- EUR/USD faces some sell-off around 1.0730 in Tuesday’s early European session.
- The major pair holds below the key EMA with an oversold RSI condition.
- The first downside target is located at 1.0720; the 1.0800–1.0805 region acts as an immediate resistance level.
The EUR/USD pair extends its downside to 1.0730, the weekly low during the early European session on Tuesday. The upbeat US ISM Manufacturing PMI for March lifts the US Dollar (USD) and drags the EUR/USD pair lower. Investors will take more cues from Fedspeak later on Tuesday, including Michelle Bowman, Loretta Mester, John Williams, and Mary Daly.
Technically, EUR/USD maintains the bearish outlook unchanged as the major pair is below the 50- and 100-period Exponential Moving Average (EMA) on the four-hour chart, which means the path of least resistance level is to the downside.

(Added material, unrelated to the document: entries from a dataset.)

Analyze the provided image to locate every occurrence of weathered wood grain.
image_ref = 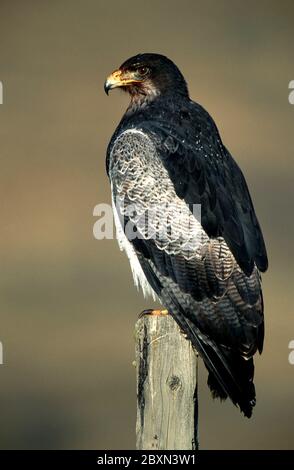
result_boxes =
[135,314,198,450]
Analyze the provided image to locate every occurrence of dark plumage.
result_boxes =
[104,53,268,417]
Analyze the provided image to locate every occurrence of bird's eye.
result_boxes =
[137,66,149,77]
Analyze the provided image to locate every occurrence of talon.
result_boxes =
[138,308,169,319]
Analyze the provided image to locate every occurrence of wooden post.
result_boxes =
[135,314,198,450]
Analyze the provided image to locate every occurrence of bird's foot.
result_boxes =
[138,308,169,319]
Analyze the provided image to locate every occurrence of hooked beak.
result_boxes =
[104,69,140,95]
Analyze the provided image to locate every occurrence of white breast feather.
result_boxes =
[111,188,157,301]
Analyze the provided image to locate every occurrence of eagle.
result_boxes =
[104,53,268,418]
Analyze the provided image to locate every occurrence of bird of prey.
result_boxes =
[104,53,268,418]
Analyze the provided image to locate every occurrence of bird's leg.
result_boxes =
[138,308,169,319]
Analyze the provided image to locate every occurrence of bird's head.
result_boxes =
[104,53,188,103]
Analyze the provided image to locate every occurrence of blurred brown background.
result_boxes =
[0,0,293,449]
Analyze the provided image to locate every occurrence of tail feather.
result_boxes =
[138,263,258,418]
[162,289,257,417]
[205,346,256,418]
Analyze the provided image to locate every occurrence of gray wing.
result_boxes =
[109,128,264,417]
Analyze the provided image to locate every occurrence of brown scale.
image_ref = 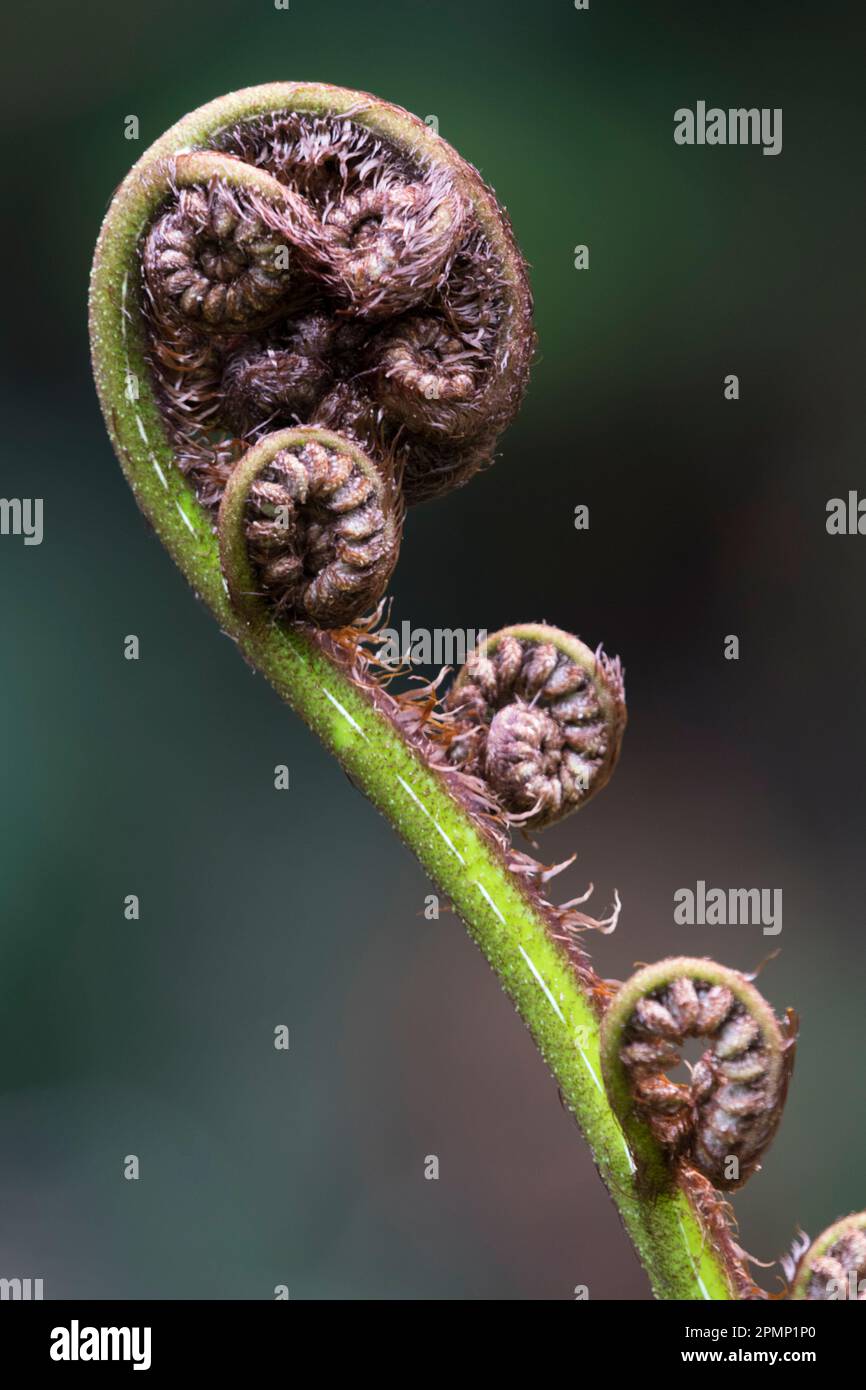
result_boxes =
[399,431,497,506]
[214,113,418,209]
[141,314,239,504]
[242,437,399,627]
[310,381,387,463]
[439,234,507,340]
[394,233,530,496]
[221,345,333,435]
[445,635,625,830]
[619,977,786,1190]
[220,311,376,440]
[147,318,224,429]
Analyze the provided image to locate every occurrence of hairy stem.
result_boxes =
[90,82,743,1300]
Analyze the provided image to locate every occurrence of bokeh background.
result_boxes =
[1,0,864,1299]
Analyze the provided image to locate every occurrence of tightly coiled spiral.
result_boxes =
[139,100,534,628]
[444,624,627,829]
[218,428,400,629]
[143,183,297,334]
[601,958,797,1191]
[789,1214,866,1300]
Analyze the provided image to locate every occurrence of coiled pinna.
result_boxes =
[600,957,797,1191]
[218,427,401,628]
[445,624,626,830]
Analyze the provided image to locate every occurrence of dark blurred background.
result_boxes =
[1,0,864,1299]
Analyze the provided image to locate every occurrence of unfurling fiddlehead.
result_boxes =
[601,957,797,1191]
[789,1214,866,1300]
[92,85,822,1302]
[133,99,533,628]
[444,625,627,829]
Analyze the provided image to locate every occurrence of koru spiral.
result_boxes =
[127,88,534,629]
[445,624,627,830]
[601,957,797,1191]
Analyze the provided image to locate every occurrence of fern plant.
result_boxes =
[89,82,863,1302]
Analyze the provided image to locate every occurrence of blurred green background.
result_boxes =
[1,0,864,1298]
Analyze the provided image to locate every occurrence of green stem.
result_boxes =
[89,82,742,1300]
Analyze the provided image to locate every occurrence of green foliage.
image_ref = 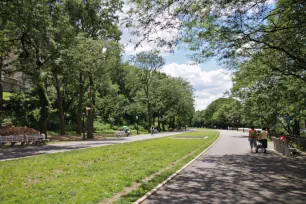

It’s worth noting that the Relative Strength Index (RSI) holds in bearish territory around 28. However, the oversold RSI condition indicates that further consolidation cannot be ruled out before positioning for any near-term EUR/USD depreciation.
The key contention level will emerge near the confluence of the lower limit of the Bollinger Band and a low of February 13 at 1.0720. Any follow-through selling below the latter will see a drop to a low of November 9, 2023, at 1.0660, followed by a low of November 2, 2023, at 1.0565.
On the upside, the 50-period EMA and a high of March 29 at the 1.0800-1.0805 zone act as an immediate resistance level for EUR/USD. The additional upside filter to watch is the 100-period EMA at 1.0822. The next hurdle is seen near a high of March 26 at 1.0864.